Functions

An AWESOME feature of R, and perhaps a main reason for using it, is that it allows you to program your own functions. In fact, all the commands that you use in R are functions.

We can look at the basic structure of a function in R by typing the function name, but excluding the parentheses. For example, lets take a look at the function for taking the row mean of an object, rowMeans(). Just type:

rowMeans # There is a lot going on, but you see the structure.


The basic structure of a function is:
function.name <- function(arguments or things you need separated by commas){
actions or stuff you want the function to be doing
return(information you want from the function)
}

Basically, we are passing in an object or objects, doing something to it, and then returning an output.


Functions as data recipes

You can think of a function as a “data recipe” because when we build a function, it is just like cooking: we have ingredients (inputs), instructions (steps), and some output.

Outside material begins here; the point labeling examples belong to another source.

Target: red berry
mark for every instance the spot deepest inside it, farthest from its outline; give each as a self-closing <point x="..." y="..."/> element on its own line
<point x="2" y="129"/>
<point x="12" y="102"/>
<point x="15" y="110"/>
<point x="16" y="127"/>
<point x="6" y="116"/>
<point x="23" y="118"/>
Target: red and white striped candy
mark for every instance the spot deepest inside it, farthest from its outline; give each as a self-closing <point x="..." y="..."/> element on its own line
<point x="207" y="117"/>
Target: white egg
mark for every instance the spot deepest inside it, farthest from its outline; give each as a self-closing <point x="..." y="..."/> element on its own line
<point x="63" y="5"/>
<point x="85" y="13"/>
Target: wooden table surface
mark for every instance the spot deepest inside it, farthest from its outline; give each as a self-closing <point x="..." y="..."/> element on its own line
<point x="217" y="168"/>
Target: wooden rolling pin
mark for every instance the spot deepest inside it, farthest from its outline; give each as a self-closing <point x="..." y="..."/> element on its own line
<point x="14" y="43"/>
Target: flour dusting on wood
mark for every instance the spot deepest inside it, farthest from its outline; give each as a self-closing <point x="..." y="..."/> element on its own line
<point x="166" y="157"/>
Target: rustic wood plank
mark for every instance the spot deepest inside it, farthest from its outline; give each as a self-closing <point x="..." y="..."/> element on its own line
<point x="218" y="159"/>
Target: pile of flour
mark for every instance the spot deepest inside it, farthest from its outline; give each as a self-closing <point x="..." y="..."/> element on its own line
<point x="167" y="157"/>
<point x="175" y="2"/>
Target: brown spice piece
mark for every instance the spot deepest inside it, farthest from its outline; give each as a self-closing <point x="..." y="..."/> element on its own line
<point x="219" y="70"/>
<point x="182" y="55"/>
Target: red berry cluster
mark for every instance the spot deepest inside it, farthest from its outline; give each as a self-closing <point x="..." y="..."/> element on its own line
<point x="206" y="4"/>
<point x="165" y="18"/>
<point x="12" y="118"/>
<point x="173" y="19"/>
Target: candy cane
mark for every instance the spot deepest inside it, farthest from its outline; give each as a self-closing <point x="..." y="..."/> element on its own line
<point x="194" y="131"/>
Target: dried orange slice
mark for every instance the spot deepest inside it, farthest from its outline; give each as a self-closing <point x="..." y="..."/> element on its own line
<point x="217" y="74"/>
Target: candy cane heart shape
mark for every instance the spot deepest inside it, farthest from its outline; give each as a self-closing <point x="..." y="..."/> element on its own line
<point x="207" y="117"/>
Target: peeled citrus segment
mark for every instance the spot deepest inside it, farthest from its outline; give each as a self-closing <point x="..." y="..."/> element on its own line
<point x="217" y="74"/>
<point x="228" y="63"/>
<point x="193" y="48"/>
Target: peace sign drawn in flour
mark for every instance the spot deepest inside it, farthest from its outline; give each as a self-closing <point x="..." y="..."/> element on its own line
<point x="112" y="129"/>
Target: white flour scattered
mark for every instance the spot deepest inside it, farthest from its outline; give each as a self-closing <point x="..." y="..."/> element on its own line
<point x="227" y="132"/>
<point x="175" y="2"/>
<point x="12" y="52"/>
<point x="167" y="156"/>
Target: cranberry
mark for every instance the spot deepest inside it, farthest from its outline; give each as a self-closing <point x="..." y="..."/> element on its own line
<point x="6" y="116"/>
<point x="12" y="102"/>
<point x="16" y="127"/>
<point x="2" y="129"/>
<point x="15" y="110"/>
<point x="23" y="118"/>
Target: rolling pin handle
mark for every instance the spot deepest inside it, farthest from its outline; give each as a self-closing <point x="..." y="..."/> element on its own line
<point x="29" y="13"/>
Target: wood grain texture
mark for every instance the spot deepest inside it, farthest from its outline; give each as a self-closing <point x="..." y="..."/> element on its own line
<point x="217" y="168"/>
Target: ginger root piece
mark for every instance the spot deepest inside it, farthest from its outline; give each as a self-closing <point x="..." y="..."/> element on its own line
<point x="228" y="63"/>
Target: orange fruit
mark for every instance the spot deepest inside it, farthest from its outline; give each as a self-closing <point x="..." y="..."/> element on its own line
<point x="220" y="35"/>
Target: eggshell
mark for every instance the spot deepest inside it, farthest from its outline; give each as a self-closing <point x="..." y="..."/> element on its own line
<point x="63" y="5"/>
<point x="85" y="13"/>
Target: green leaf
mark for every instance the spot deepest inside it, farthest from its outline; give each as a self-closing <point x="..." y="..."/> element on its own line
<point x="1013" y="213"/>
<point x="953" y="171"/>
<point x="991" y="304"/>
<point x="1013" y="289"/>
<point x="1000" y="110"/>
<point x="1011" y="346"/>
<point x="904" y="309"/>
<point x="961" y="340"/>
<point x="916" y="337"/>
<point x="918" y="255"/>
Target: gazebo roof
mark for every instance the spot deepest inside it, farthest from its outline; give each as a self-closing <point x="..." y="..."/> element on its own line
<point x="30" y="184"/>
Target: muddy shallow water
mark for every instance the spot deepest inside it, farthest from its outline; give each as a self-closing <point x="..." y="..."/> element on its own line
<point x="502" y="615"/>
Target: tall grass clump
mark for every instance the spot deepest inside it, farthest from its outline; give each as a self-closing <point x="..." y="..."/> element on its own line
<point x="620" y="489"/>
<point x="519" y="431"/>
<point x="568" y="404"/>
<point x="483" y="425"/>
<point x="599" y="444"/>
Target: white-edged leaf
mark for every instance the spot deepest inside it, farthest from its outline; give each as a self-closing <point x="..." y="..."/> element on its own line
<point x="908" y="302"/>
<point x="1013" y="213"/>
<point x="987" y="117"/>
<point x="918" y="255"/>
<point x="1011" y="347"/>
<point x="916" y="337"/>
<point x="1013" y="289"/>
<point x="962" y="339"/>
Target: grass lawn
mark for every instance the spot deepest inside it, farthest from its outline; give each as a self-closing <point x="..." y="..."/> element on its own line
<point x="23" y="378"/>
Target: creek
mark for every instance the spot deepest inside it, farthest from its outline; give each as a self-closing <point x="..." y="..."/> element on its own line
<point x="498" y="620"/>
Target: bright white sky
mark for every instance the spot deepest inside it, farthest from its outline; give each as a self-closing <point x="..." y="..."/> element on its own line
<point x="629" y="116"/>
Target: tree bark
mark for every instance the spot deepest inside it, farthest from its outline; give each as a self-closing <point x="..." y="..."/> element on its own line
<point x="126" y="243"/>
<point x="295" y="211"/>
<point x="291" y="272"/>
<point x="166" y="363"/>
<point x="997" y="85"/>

For example, say you want to make chocolate chip cookies:

  • Ingredients

    • 1/3 cup butter
    • 1/2 cup sugar
    • 1/4 cup brown sugar
    • 2 teaspoons vanilla extract
    • 1 large egg
    • 2 cups all-purpose flour
    • 1/2 teaspoon baking soda
    • 1/2 teaspoon kosher salt
    • 1 cup chocolate chips


  • Instructions

    1. Preheat the oven to 375 degrees F.
    2. In a large bowl, mix butter with the sugars until well-combined.
    3. Stir in vanilla and egg until incorporated.
    4. Add flour, baking soda, and salt.
    5. Stir in chocolate chips.
    6. Bake for 10 minutes.


In R, the recipe would look something like this:

function( butter=0.33, sugar=0.5, eggs=1, flour=2, temp=375 )
{
   dry.goods <- combine( flour, sugar )
   batter <- mix( dry.goods, butter, eggs )
   cookies <- bake( batter, temp, time=10 )
   return( cookies )
}


Note that this function to make cookies relies on other functions for each step, combine(), mix(), and bake(). Each of these functions would have to be defined as well, or more likely someone else in the open source community has already written a package called “baking” that contains simple functions for cooking so that you can use them for more complicated recipes.

You will find that R allows you to conduct powerful analysis primarily because you can build on top of and extend a lot of existing functionality.


For example, let’s create a function that calculates the mean of a variable:

function.mean <- function( input ){
  our.mean <- sum( input )/length( input ) 
  return( our.mean ) 
}


This function takes an object input and divides the sum of input by the length of input and returns this ratio as an object called our.mean. Note that the names we use for the objects are arbitrary.

The function reads as: create a function called function.mean, this function takes one argument called input, the function will create an object called our.mean by summing input and dividing it by the length of input, the function then returns the object our.mean.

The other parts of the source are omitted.